Another example is Meta (the parent company of Facebook, WhatsApp, and Instagram), which has committed over US$100 billion (around Rp 1,764 trillion) to AI investment this year. Meta’s total capital expenditure for AI is expected to rise to between US$125 billion and US$145 billion (around Rp 2,205 trillion - Rp 2,557 trillion).
Amidst these high AI investment costs, employee job security is being sacrificed.

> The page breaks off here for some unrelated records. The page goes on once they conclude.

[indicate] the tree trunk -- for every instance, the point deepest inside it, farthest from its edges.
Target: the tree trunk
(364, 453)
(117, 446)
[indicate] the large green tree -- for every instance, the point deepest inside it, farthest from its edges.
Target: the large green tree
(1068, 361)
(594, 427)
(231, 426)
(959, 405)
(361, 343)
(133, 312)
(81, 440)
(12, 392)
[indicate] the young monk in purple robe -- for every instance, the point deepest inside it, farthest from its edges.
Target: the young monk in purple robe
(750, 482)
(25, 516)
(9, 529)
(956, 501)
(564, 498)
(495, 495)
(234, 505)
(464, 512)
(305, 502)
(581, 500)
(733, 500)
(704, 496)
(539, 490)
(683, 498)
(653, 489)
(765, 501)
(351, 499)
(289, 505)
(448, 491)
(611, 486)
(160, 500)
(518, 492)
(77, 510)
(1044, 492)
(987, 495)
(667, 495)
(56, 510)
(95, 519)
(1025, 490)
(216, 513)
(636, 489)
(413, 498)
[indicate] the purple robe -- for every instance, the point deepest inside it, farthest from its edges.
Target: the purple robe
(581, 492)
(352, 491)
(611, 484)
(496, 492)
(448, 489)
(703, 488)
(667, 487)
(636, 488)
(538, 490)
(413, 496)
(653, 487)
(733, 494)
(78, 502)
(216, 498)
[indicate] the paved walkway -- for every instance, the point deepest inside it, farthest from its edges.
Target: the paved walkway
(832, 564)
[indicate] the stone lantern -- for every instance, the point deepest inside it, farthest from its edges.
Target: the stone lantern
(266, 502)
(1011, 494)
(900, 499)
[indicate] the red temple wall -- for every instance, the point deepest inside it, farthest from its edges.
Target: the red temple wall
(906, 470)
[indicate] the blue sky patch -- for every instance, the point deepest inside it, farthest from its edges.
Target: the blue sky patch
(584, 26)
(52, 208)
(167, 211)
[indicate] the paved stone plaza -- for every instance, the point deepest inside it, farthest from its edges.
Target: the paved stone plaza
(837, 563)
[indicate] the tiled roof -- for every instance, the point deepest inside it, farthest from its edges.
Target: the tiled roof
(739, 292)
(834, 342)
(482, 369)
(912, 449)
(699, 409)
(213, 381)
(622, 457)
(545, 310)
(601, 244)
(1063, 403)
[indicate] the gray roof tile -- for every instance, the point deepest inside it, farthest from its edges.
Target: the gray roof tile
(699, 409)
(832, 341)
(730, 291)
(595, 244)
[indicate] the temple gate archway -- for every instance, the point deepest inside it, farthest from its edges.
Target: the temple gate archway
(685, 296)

Tens of thousands of employees across various technology companies have faced layoffs due to AI. In executing these layoffs, companies commonly use pretexts such as business transformation and organisational restructuring, with the underlying goal being efficiency.
There are two primary types of efficiency companies expect from AI through layoffs. First, companies terminate employees and directly replace their roles with AI to reduce production costs. Second, layoffs are conducted to help fund the company’s AI development costs.
Meta announced a 10 per cent reduction in its total workforce last April. Subsequently, on 20 May 2026, Meta officially laid off approximately 8,000 employees globally. By the end of last March, Meta’s total headcount reached 80,000; this action reduced the workforce under Mark Zuckerberg to around 72,000. Sources familiar with the company’s plans indicate that the latest layoffs primarily target engineering and product teams, with further cuts possible until the end of the year.
These layoffs are being carried out to support Meta’s ambition to become an AI leader. In an internal memo to affected employees, Meta CEO Mark Zuckerberg reminded staff that sacrifice is necessary to master AI. “However, success is not guaranteed. AI is the most important technology in our lives. The companies that lead will define the next generation,” Zuckerberg stated in the memo, which was shared on X by a New York Times reporter.
Prior to the layoffs, on 18 May, Meta restructured by transferring 7,000 employees to new AI projects to develop AI products and agents. This reduction and restructuring is part of Meta’s strategy to dominate AI, as evidenced by the fact that while headcount decreased, AI investment increased.
In early April, the prominent US tech company Oracle caused a stir by laying off 30,000 employees, reducing its global workforce by 18 per cent. Similar to Meta, Oracle’s workforce reduction was driven by the need for production cost efficiency to focus resource allocation on AI development and data centre infrastructure. In internal communications, Oracle claimed the mass layoffs were part of a restructuring to simplify operations and eliminate positions deemed no longer relevant.
Amazon, one of the world’s largest tech companies, cut 16,000 employees earlier this year amidst the AI competition, reducing its total staff by 9 per cent. This was not Amazon’s first round of layoffs in 2026; it followed a previous round of 14,000 layoffs in late October last year. Andy Jassy, the head of Amazon, previously explained the impact of AI adoption. As is a common view, Jassy suggested that workforce needs could become more efficient through AI. “As more Generative AI and agents are launched, it will change the way we work. We will need fewer people to do some jobs currently performed, and more people to do other types of jobs,” Jassy said, as quoted by CNN News.
However, labour efficiency via AI is not the only reason Amazon is laying off thousands. Amazon is currently in fierce competition with other tech giants such as Microsoft, Google, Meta, and OpenAI to develop AI and enhance its computing infrastructure.